How former Louisiana political warrior Scott Angelle is shaping U.S. energy policy in new role

The Advocate | Mark Ballard | December 24, 2017

Scott Angelle’s life cycles recently have become something akin to an oilfield worker, which kind of fits because he now regulates offshore drilling for the federal government.

“I see my family every 21 days,” Angelle said in an interview last week from Washington, D.C. “Since I have no family here, it’s all work for me, 14 hours a day.”

Once a ubiquitous presence on the Louisiana political scene, Angelle arrived in D.C. in May to become director of the Bureau of Safety and Environmental Enforcement. It’s a job historically held by an unknown bureaucrat with an office in the massive U.S. Department of Interior building, three blocks from the White House.

But President Donald Trump is pushing American “energy dominance” as a cornerstone of his presidency. This puts Angelle at the president’s shoulder for enabling domestic fossil fuels production.

In October, the Trump administration proposed opening nearly 77 million acres in the Gulf of Mexico — the largest offering in U.S. history — for oil and gas drilling. The lease sales are scheduled for March.

On Nov. 28, the Bureau of Safety and Environmental Enforcement approved energy exploration in the Arctic.

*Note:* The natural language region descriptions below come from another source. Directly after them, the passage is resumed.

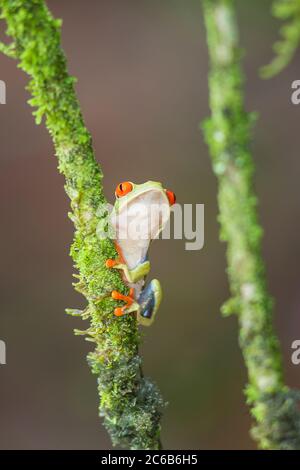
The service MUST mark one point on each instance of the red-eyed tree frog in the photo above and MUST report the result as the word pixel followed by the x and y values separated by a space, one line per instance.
pixel 140 213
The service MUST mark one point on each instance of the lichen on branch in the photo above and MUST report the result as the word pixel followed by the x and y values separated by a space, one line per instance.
pixel 130 403
pixel 228 135
pixel 289 12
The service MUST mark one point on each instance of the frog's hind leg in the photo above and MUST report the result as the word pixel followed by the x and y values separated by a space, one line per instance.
pixel 149 301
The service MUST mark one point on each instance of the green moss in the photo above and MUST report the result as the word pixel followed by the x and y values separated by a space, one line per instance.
pixel 228 135
pixel 130 404
pixel 289 12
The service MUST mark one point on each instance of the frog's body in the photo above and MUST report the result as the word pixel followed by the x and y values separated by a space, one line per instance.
pixel 140 214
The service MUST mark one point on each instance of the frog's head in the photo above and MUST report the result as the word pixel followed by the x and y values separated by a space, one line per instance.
pixel 144 206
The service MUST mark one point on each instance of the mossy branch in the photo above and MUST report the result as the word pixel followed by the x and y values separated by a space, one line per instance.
pixel 130 403
pixel 289 12
pixel 228 134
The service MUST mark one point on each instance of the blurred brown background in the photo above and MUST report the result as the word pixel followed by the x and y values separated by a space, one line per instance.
pixel 142 83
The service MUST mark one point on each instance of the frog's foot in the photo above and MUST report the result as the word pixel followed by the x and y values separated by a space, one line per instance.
pixel 130 305
pixel 149 302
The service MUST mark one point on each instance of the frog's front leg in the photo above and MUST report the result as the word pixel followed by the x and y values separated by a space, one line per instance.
pixel 130 306
pixel 149 301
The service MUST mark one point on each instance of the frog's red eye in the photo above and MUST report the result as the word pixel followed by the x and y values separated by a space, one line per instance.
pixel 123 188
pixel 171 197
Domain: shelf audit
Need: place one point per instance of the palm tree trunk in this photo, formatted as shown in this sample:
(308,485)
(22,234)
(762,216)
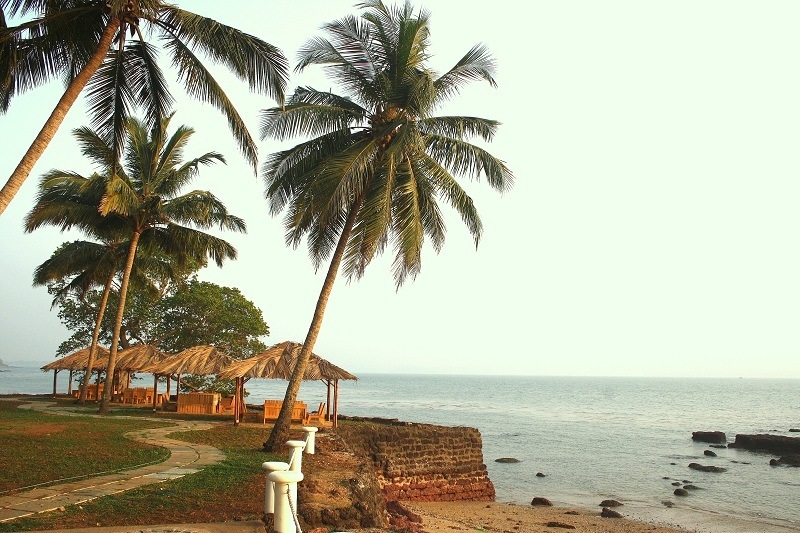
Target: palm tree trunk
(112,357)
(96,337)
(50,127)
(280,431)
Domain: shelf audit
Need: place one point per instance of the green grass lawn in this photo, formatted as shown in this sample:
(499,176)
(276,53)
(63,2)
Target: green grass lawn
(39,447)
(233,489)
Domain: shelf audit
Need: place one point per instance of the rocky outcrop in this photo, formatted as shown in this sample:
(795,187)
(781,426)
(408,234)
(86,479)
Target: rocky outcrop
(422,462)
(769,443)
(706,468)
(715,437)
(608,513)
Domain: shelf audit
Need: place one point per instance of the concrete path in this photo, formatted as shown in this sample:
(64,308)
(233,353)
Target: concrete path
(185,458)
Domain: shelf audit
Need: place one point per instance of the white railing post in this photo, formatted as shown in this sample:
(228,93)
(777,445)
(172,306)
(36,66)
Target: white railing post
(285,500)
(269,493)
(311,437)
(296,455)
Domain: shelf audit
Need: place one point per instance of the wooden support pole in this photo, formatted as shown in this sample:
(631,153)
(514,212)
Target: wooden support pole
(155,392)
(335,403)
(328,402)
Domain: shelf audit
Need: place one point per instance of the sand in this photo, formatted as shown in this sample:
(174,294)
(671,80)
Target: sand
(441,517)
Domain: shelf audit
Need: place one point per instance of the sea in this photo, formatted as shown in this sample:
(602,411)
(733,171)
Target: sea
(593,438)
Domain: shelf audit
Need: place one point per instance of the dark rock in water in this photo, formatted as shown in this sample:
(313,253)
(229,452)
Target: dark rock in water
(610,503)
(710,436)
(562,525)
(769,443)
(706,468)
(789,460)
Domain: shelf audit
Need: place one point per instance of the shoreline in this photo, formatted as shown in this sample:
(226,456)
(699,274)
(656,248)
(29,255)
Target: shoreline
(446,517)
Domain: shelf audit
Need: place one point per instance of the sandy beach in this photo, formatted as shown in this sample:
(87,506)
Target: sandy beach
(441,517)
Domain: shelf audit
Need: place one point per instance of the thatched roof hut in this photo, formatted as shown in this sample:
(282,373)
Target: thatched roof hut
(279,361)
(135,358)
(200,360)
(78,361)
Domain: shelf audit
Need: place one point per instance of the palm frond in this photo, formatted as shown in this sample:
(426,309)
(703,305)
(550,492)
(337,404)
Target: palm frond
(477,64)
(463,158)
(260,64)
(200,84)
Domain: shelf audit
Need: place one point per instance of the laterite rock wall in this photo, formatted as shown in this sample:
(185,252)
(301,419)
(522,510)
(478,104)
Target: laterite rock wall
(421,462)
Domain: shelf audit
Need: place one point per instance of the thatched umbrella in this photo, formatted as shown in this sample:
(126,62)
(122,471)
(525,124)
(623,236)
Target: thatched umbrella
(199,360)
(77,361)
(135,358)
(278,362)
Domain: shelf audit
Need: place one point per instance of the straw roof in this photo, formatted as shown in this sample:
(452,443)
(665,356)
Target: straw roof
(200,360)
(278,362)
(135,358)
(78,361)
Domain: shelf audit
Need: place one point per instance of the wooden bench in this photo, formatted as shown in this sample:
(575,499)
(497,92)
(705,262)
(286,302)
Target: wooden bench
(198,402)
(272,409)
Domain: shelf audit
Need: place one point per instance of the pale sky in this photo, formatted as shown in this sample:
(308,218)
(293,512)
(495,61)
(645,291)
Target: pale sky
(652,230)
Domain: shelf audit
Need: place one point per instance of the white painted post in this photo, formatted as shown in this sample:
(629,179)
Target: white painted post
(296,456)
(269,494)
(311,437)
(285,489)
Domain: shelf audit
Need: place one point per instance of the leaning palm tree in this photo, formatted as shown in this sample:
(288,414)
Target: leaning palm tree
(86,264)
(378,160)
(66,197)
(144,193)
(102,43)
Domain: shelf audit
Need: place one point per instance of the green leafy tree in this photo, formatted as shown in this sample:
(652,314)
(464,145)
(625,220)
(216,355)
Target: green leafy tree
(101,43)
(145,194)
(378,161)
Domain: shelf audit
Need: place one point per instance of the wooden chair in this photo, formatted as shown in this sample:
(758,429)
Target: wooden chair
(198,402)
(272,409)
(317,418)
(227,404)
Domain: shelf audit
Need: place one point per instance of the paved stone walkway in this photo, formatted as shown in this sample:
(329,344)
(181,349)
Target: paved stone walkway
(185,458)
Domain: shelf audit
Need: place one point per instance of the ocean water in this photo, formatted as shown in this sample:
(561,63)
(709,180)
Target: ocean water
(593,438)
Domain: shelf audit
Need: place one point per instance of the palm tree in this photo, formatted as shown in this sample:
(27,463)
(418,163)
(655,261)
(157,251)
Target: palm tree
(378,160)
(63,199)
(101,43)
(88,264)
(144,193)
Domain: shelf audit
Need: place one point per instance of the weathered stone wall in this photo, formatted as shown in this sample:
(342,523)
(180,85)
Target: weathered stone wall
(421,462)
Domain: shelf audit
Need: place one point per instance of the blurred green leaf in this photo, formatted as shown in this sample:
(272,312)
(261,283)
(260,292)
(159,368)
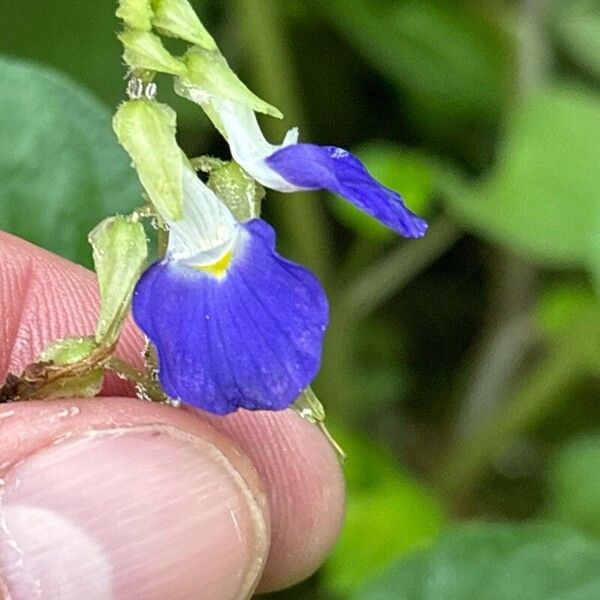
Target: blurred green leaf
(594,255)
(496,562)
(450,61)
(577,25)
(61,167)
(574,483)
(78,38)
(543,196)
(562,303)
(407,172)
(388,514)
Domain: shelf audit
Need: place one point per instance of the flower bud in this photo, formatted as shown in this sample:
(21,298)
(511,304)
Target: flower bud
(209,77)
(145,51)
(176,18)
(146,129)
(120,252)
(136,14)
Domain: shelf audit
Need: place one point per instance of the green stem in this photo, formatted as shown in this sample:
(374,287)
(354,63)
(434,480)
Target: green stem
(301,220)
(380,281)
(150,387)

And just before the Christmas holiday, Angelle’s office suspended as duplicative a study meant to improve how regulators enforce safety on offshore rigs in the wake of the 2010 Deepwater Horizon explosion that killed 11 and spilled an estimated 3.2 million barrels of oil 40 miles off the coast of Louisiana.

All this activity has enraged environmentalists, but it falls in line with Angelle’s beliefs.

“This is a really, really impactful job for America, and it’s really important to Louisiana’s economy,” said Angelle, who previously oversaw oilfield activity in Louisiana as secretary of the Department of Natural Resources under two governors.